3 Brain Rewiring Methods to Break Bad Habits

Is your constant procrastinating starting to affect your productivity? Does binge eating leave you feeling guilty and hating yourself? Perhaps your obsession with social media or playing video games is starting to affect your family relationships.

Whatever it is, a bad habit can become extremely debilitating – and over time, some habits can become serious addictions.

The Good news is that by rewiring your brain, you can regain control of your life and overcome your bad habits.

Rewiring the brain simply means training your brain's neurotransmitters to stop responding to triggers that cause negative behaviors. Behaviors become habits when neural pathways are created in your brain when you consistently respond to a certain trigger. However, these neural pathways are not permanent.

They can diminish and disappear altogether if replaced with new pathways.

The following three methods will explain how this can be done and will help  you start rewiring your brain.

1. Redirect your reward triggers with aerobics

When we satisfy our craving for pizza and ice cream, we feel good - at least for a while. Telling yourself that, "I have plenty of time to get it done later, you feel reassured and in control. Your brain is rewarding you for your binge eating and procrastination. It has learned that this behavior makes you feel good and therefore, is beneficial for you.

The brain rewards us by releasing dopamine, commonly known as the "feel-good" hormone. The best way to break a bad habit is to replace the negative behavior that releases dopamine with a positive one.

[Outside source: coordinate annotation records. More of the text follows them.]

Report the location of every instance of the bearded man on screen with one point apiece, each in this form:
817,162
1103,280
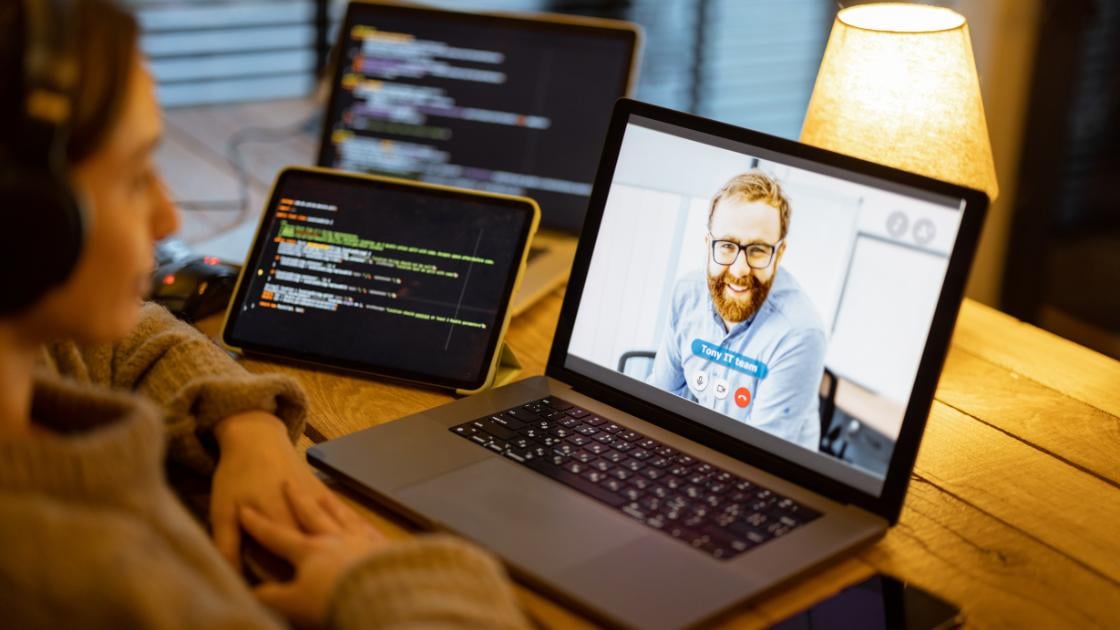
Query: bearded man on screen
744,339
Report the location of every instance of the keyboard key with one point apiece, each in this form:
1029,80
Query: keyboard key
582,456
628,435
558,405
497,431
574,466
523,415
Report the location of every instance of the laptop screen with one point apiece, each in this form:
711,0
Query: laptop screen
515,105
777,300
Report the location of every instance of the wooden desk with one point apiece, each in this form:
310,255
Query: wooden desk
1014,506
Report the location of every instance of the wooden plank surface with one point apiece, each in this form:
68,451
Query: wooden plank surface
1015,494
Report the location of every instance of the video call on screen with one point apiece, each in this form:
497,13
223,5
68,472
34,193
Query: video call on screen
476,103
828,361
380,276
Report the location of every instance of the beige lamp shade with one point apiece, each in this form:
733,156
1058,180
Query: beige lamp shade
898,86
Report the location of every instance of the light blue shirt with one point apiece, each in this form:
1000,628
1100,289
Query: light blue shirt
764,372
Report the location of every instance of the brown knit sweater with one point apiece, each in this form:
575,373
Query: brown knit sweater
92,536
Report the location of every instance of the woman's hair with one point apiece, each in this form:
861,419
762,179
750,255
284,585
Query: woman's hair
104,46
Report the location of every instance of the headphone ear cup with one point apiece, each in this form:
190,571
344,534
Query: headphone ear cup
42,238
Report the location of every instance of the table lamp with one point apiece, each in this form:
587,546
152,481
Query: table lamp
898,86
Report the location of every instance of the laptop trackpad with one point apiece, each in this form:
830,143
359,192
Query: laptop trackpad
528,519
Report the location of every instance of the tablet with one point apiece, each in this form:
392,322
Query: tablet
382,276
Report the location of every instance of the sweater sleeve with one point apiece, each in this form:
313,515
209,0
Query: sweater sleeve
194,381
431,582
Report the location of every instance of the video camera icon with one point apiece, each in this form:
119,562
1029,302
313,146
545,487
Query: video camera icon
699,381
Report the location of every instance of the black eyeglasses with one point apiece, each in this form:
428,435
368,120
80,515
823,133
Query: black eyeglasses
758,256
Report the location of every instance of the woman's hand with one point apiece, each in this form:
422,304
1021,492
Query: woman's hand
329,539
255,462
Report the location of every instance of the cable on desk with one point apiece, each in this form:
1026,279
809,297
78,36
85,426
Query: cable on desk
235,159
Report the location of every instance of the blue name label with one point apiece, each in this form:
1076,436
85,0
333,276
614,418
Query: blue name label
733,360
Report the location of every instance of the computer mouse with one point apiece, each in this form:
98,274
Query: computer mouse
194,288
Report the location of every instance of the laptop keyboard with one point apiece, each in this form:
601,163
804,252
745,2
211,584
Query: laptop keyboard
693,501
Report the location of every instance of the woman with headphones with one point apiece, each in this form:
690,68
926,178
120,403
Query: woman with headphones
90,528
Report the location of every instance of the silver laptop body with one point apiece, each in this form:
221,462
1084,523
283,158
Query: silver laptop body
619,563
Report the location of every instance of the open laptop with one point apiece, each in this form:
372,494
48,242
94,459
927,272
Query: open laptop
515,104
680,456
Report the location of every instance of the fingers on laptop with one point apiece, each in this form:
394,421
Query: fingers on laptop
280,539
310,512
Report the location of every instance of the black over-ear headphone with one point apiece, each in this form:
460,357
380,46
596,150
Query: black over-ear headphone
45,220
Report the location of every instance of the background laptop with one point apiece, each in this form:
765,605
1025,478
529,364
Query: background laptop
650,509
514,104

Several research studies have shown that aerobic exercise is one of the best triggers of dopamine release. Aerobic exercise floods your body with dopamine, giving you feelings of accomplishment and pleasure.

With regular aerobic exercise, you can shift your brain's neural pathways so that you are rewarded for different behavior. This will make it easier to avoid negative habits and gradually overcome them altogether.

2. Schedule daily tasks

Believe it or not, scheduling your daily tasks can regulate the release of dopamine by the brain. The trick is to make a daily to-do list with short tasks that can be accomplished and crossed off (break up longer tasks into two or three smaller steps).

The secret is to continue crossing off accomplished tasks throughout the day. The sense of pleasure and reward you feel will make it so much easier to not smoke that cigarette or give in to a craving – because you already feel rewarded!

Over time, your brain will learn to associate the accomplished tasks with something that is good for you. Moreover, accomplishing scheduled tasks throughout the day will keep dopamine flowing through your body so that you are less likely to engage in bad habits. 

3. Structure your Lifestyle

The Ultradian Rhythm is a process by which our brain releases dopamine at regular times throughout the day. You can regulate this process simply by structuring activities like mealtimes, exercise times and bedtimes to create a consistent cycle of dopamine release.

Research suggests that a structured lifestyle can regulate the  release of dopamine at consistent times throughout the day, keeping you motivated to continue practicing healthier habits. By synchronizing healthy habits (regular, balanced meals and a healthy bedtime routine) with the release of dopamine, you are less likely to revisit old, negative habits.


ongoing research is beginning to confirm that the secret of overcoming bad habits lies in the feelings of pleasure they give us. Rewiring your brain to associate  pleasurable feelings with positive habits is the secret to success.
Start using these three powerful tools today and give them some time to work. Remember, old habits die hard – but die they will if you are committed and persistent!